MDP implementation using python - dimensions

465 Views Asked by At

I have problem in implementing mdp (markov decision process) by python.

I have these matrices: states: (1 x n) and actions: (1 x m) .Transition matrix is calculated by this code:

p = np.zeros((n,n))
for t in range(l): # my data is a 1x100 matrix
p[states[t]-1, states[t+1]-1] = p[states[t]-1, states[t+1]-1] + 1
for i in range(n):
p[i,:] = p[i, :] / np.sum(p[i, :])    

and Reward matrix by this code:

for i in range(l): 
Reward = (states[i+1]-states[i])/(states[i])*100

To have the optimal value, "quantecon package" in python is defined by:

ddp = quantecon.markov.DiscreteDP(R, Q, beta)

where Q : transition matrix should be m x n x m.

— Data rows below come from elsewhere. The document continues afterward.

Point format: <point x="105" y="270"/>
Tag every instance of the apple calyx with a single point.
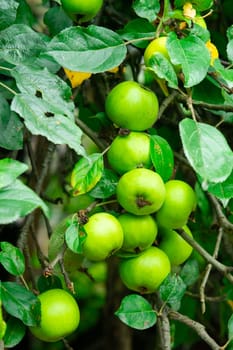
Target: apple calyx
<point x="124" y="132"/>
<point x="141" y="202"/>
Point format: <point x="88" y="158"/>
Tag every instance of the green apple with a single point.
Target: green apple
<point x="87" y="9"/>
<point x="157" y="45"/>
<point x="60" y="315"/>
<point x="104" y="236"/>
<point x="129" y="151"/>
<point x="146" y="271"/>
<point x="132" y="106"/>
<point x="180" y="201"/>
<point x="141" y="191"/>
<point x="139" y="231"/>
<point x="176" y="248"/>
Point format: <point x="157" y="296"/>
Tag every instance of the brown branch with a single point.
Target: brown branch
<point x="208" y="270"/>
<point x="164" y="331"/>
<point x="223" y="222"/>
<point x="93" y="135"/>
<point x="196" y="326"/>
<point x="219" y="266"/>
<point x="211" y="106"/>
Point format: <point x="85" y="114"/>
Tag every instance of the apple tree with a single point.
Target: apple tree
<point x="116" y="174"/>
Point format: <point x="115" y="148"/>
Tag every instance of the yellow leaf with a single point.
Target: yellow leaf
<point x="189" y="11"/>
<point x="76" y="78"/>
<point x="213" y="51"/>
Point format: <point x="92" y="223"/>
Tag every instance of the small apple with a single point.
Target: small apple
<point x="129" y="151"/>
<point x="139" y="231"/>
<point x="132" y="106"/>
<point x="141" y="191"/>
<point x="104" y="236"/>
<point x="180" y="201"/>
<point x="60" y="315"/>
<point x="158" y="46"/>
<point x="176" y="248"/>
<point x="146" y="271"/>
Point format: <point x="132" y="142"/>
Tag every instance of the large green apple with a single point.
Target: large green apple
<point x="129" y="151"/>
<point x="132" y="106"/>
<point x="60" y="315"/>
<point x="104" y="236"/>
<point x="139" y="231"/>
<point x="146" y="271"/>
<point x="180" y="201"/>
<point x="176" y="248"/>
<point x="141" y="191"/>
<point x="86" y="9"/>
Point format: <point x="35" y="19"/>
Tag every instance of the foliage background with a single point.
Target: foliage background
<point x="42" y="122"/>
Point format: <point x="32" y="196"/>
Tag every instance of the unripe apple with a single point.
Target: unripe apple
<point x="139" y="232"/>
<point x="176" y="248"/>
<point x="180" y="201"/>
<point x="146" y="271"/>
<point x="104" y="236"/>
<point x="60" y="315"/>
<point x="141" y="191"/>
<point x="132" y="106"/>
<point x="129" y="151"/>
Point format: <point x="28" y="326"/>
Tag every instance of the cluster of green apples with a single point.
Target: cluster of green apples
<point x="143" y="232"/>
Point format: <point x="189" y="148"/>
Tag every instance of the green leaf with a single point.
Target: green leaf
<point x="43" y="118"/>
<point x="14" y="333"/>
<point x="190" y="272"/>
<point x="20" y="303"/>
<point x="57" y="238"/>
<point x="230" y="332"/>
<point x="24" y="14"/>
<point x="106" y="187"/>
<point x="226" y="75"/>
<point x="86" y="173"/>
<point x="50" y="282"/>
<point x="49" y="87"/>
<point x="57" y="20"/>
<point x="199" y="5"/>
<point x="161" y="66"/>
<point x="172" y="291"/>
<point x="11" y="128"/>
<point x="20" y="44"/>
<point x="136" y="312"/>
<point x="10" y="169"/>
<point x="193" y="56"/>
<point x="12" y="259"/>
<point x="161" y="156"/>
<point x="136" y="29"/>
<point x="147" y="8"/>
<point x="223" y="190"/>
<point x="93" y="49"/>
<point x="18" y="200"/>
<point x="207" y="150"/>
<point x="8" y="10"/>
<point x="73" y="238"/>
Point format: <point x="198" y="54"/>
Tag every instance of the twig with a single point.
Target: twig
<point x="93" y="135"/>
<point x="219" y="266"/>
<point x="197" y="327"/>
<point x="223" y="222"/>
<point x="208" y="270"/>
<point x="211" y="106"/>
<point x="66" y="344"/>
<point x="164" y="330"/>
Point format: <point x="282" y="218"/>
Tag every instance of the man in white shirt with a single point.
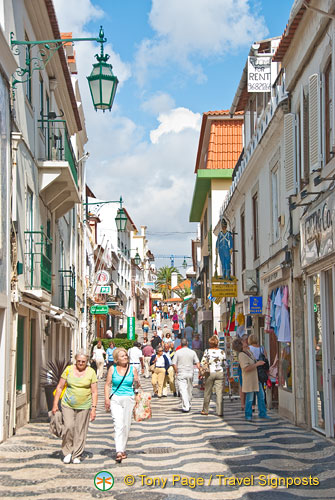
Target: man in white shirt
<point x="99" y="358"/>
<point x="188" y="333"/>
<point x="183" y="364"/>
<point x="135" y="356"/>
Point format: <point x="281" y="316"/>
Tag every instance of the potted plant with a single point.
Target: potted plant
<point x="50" y="376"/>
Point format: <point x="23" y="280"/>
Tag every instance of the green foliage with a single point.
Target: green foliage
<point x="163" y="282"/>
<point x="127" y="344"/>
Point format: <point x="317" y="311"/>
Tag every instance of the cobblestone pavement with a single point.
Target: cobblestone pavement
<point x="172" y="444"/>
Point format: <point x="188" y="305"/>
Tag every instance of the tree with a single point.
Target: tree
<point x="163" y="282"/>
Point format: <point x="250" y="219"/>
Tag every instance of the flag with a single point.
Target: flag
<point x="231" y="327"/>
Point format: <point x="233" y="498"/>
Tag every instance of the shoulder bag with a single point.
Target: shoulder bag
<point x="124" y="376"/>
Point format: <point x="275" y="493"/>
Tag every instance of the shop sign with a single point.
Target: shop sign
<point x="102" y="278"/>
<point x="272" y="276"/>
<point x="99" y="309"/>
<point x="259" y="74"/>
<point x="149" y="284"/>
<point x="317" y="232"/>
<point x="104" y="289"/>
<point x="255" y="305"/>
<point x="224" y="289"/>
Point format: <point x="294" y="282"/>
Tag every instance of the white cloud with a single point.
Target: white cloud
<point x="191" y="29"/>
<point x="175" y="121"/>
<point x="158" y="103"/>
<point x="151" y="177"/>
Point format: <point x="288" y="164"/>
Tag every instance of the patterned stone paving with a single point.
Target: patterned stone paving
<point x="189" y="447"/>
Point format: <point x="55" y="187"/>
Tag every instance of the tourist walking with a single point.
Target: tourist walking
<point x="213" y="362"/>
<point x="156" y="340"/>
<point x="99" y="358"/>
<point x="169" y="377"/>
<point x="188" y="334"/>
<point x="109" y="355"/>
<point x="159" y="365"/>
<point x="147" y="351"/>
<point x="135" y="356"/>
<point x="79" y="405"/>
<point x="183" y="363"/>
<point x="120" y="399"/>
<point x="250" y="383"/>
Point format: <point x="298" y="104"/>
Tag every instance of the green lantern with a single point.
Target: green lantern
<point x="121" y="220"/>
<point x="102" y="82"/>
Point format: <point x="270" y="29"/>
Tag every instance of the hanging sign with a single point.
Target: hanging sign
<point x="104" y="289"/>
<point x="259" y="74"/>
<point x="222" y="289"/>
<point x="255" y="305"/>
<point x="99" y="309"/>
<point x="102" y="278"/>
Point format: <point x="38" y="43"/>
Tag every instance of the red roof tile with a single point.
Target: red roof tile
<point x="224" y="138"/>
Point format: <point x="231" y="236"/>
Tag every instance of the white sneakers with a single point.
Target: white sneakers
<point x="67" y="459"/>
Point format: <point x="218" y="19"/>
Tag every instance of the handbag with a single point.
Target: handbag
<point x="142" y="408"/>
<point x="65" y="385"/>
<point x="124" y="376"/>
<point x="263" y="370"/>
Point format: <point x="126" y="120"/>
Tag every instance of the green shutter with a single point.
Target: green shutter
<point x="19" y="353"/>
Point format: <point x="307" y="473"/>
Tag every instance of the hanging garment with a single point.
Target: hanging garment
<point x="267" y="323"/>
<point x="273" y="309"/>
<point x="284" y="332"/>
<point x="278" y="304"/>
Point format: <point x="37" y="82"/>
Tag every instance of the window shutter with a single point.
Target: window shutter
<point x="290" y="154"/>
<point x="333" y="93"/>
<point x="314" y="123"/>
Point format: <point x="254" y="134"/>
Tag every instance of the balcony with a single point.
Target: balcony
<point x="58" y="175"/>
<point x="38" y="264"/>
<point x="67" y="289"/>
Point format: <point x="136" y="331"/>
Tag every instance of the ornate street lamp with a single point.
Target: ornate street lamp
<point x="101" y="81"/>
<point x="121" y="218"/>
<point x="137" y="258"/>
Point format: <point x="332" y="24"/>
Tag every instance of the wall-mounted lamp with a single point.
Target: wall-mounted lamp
<point x="318" y="179"/>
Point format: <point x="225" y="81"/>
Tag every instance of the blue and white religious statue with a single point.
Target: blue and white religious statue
<point x="224" y="247"/>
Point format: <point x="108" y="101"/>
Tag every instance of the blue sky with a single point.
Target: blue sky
<point x="175" y="59"/>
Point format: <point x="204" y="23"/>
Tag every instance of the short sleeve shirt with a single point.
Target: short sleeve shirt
<point x="78" y="391"/>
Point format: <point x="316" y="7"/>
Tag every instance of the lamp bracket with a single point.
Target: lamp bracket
<point x="46" y="49"/>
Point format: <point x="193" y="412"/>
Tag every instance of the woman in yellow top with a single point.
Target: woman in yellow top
<point x="79" y="405"/>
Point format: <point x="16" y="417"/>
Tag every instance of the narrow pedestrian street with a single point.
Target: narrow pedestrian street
<point x="173" y="446"/>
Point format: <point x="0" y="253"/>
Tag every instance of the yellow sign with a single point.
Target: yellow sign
<point x="224" y="289"/>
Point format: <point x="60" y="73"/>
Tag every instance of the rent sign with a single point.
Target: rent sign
<point x="259" y="74"/>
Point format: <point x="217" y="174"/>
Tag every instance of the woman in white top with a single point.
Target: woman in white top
<point x="213" y="361"/>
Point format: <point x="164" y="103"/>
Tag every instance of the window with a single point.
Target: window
<point x="20" y="354"/>
<point x="328" y="113"/>
<point x="28" y="60"/>
<point x="243" y="241"/>
<point x="255" y="225"/>
<point x="275" y="201"/>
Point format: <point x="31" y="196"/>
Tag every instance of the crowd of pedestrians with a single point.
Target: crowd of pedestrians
<point x="169" y="357"/>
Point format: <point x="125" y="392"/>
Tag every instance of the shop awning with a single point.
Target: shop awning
<point x="115" y="312"/>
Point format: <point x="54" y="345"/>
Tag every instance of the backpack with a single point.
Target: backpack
<point x="263" y="370"/>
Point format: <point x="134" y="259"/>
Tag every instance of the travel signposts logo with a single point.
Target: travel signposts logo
<point x="104" y="480"/>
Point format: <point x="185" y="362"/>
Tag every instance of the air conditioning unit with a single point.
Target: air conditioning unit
<point x="249" y="282"/>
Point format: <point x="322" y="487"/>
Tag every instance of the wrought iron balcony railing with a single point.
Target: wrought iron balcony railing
<point x="38" y="260"/>
<point x="57" y="144"/>
<point x="67" y="289"/>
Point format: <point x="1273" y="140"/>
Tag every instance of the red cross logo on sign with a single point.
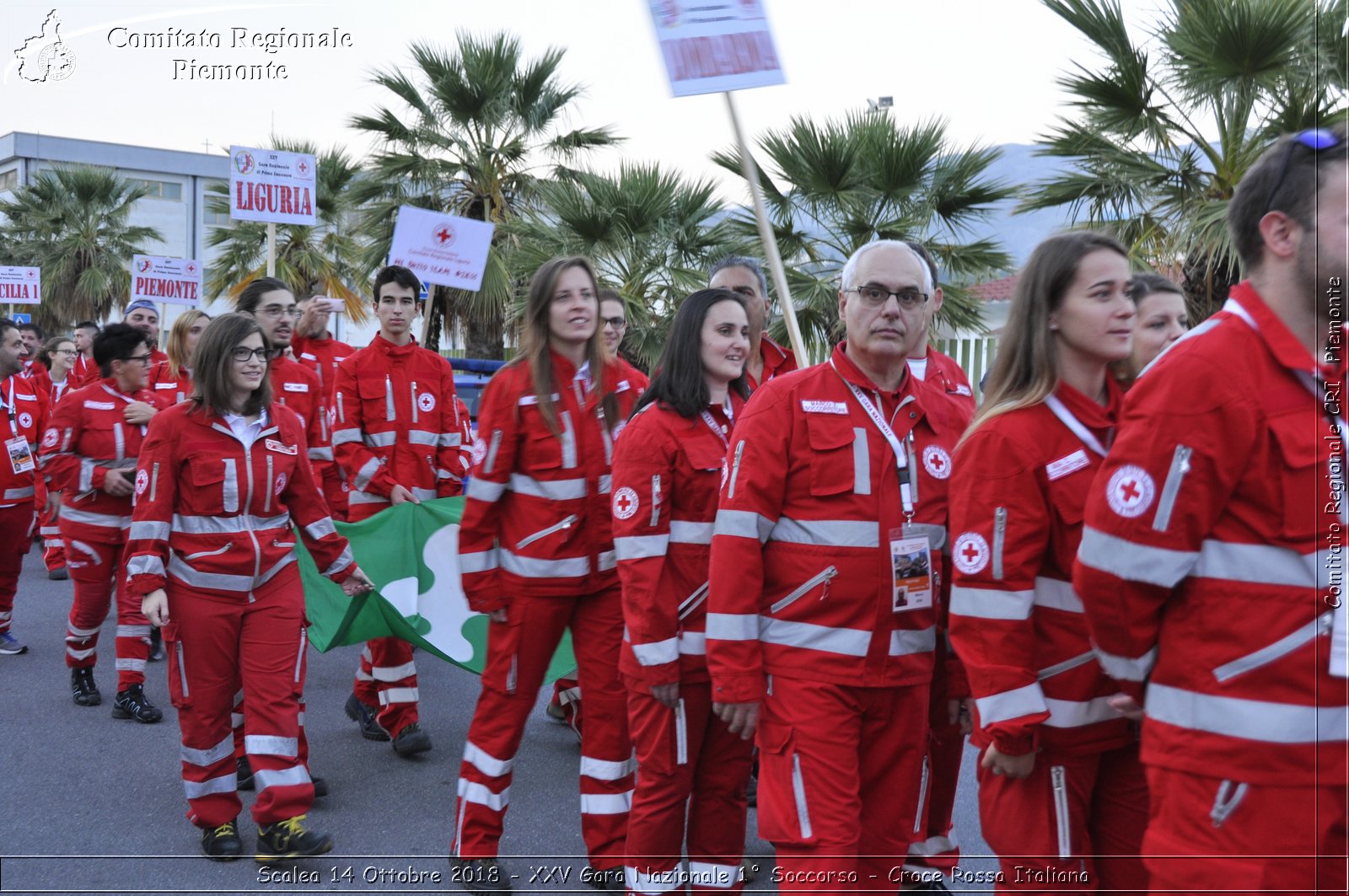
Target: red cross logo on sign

Can anyone help me understand how Q can be a (m,n,m) matirx?! Thank you in advance.

1

There are 1 best solutions below

0
On

If you have n states and m actions, Q will be an array of shape (n, m, n) (not (m, n, m)), where you let Q[s, a, t] store the probability that the state in the next period becomes the t-th state when the current state is the s-th state and the action taken is the a-th action.